This is one of the common issues faced by machine learning professionals. The machine learning
models are highly efficient in providing accurate results, but it takes a tremendous amount of time.
Slow programs, data overload, and excessive requirements usually take a lot of time to provide
accurate results. Further, it requires constant monitoring and maintenance to deliver the best
output.

Imperfections in the Algorithm When Data Grows

So you have found quality data, trained it amazingly, and the predictions are really concise and
accurate. Yay, you have learned how to create a machine learning algorithm!! But wait, there is a
twist; the model may become useless in the future as data grows. The best model of the present
may become inaccurate in the coming Future and require further rearrangement. So you need
regular monitoring and maintenance to keep the algorithm working. This is one of the most
exhausting issues faced by machine learning professionals.

APPLICATIONS OF MACHINE LEARNING:


Image Recognition:

Image recognition is one of the most common applications of machine learning. It is used to
identify objects, persons, places, digital images, etc. The popular use case of image recognition
and face detection is, Automatic friend tagging suggestion:

Facebook provides us a feature of auto friend tagging suggestion. Whenever we upload a photo
with our Facebook friends, then we automatically get a tagging suggestion with name, and the
technology behind this is machine learning's face detection and recognition algorithm.

Speech Recognition

While using Google, we get an option of "Search by voice," it comes under speech recognition,
and it's a popular application of machine learning.

Speech recognition is a process of converting voice instructions into text, and it is also known as
"Speech to text", or "Computer speech recognition." At present, machine learning algorithms
are widely used by various applications of speech recognition. Google assistant, Siri, Cortana,
and Alexa are using speech recognition technology to follow the voice instructions.

Traffic prediction:

If we want to visit a new place, we take help of Google Maps, which shows us the correct path
with the shortest route and predicts the traffic conditions.

It predicts the traffic conditions such as whether traffic is cleared, slow-moving, or heavily
congested with the help of two ways:

 Real Time location of the vehicle form Google Map app and sensors
 Average time has taken on past days at the same time.
Everyone who is using Google Map is helping this app to make it better. It takes information from
the user and sends back to its database to improve the performance.

Product recommendations:

Machine learning is widely used by various e-commerce and entertainment companies such as
Amazon, Netflix, etc., for product recommendation to the user. Whenever we search for some
product on Amazon, then we started getting an advertisement for the same product while internet
surfing on the same browser and this is because of machine learning.

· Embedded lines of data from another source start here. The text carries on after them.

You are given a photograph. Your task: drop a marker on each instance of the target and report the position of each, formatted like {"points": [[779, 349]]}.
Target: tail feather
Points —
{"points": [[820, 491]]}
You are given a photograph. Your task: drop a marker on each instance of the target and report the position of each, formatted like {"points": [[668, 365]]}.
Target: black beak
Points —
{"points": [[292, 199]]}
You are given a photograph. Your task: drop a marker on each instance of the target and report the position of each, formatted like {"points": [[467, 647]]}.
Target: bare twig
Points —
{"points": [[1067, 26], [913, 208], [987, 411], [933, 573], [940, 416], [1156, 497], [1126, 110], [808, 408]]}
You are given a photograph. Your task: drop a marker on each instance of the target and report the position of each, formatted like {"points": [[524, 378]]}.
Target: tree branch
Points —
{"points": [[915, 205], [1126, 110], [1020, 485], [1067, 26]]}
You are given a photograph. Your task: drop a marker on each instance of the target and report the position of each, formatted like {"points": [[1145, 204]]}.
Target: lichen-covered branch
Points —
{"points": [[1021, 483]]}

Google understands the user interest using various machine learning algorithms and suggests the
product as per customer interest.

As similar, when we use Netflix, we find some recommendations for entertainment series, movies,
etc., and this is also done with the help of machine learning.

Self-driving cars:

One of the most exciting applications of machine learning is self-driving cars. Machine learning
plays a significant role in self-driving cars. Tesla, the most popular car manufacturing company is
working on self-driving car. It is using unsupervised learning method to train the car models to
detect people and objects while driving.

Email Spam and Malware Filtering:

Whenever we receive a new email, it is filtered automatically as important, normal, and spam. We
always receive an important mail in our inbox with the important symbol and spam emails in our
spam box, and the technology behind this is Machine learning. Below are some spam filters used
by Gmail:

 Content Filter
 Header filter
 General blacklists filter
 Rules-based filters
 Permission filters

Some machine learning algorithms such as Multi-Layer Perceptron, Decision tree, and Naïve
Bayes classifier are used for email spam filtering and malware detection.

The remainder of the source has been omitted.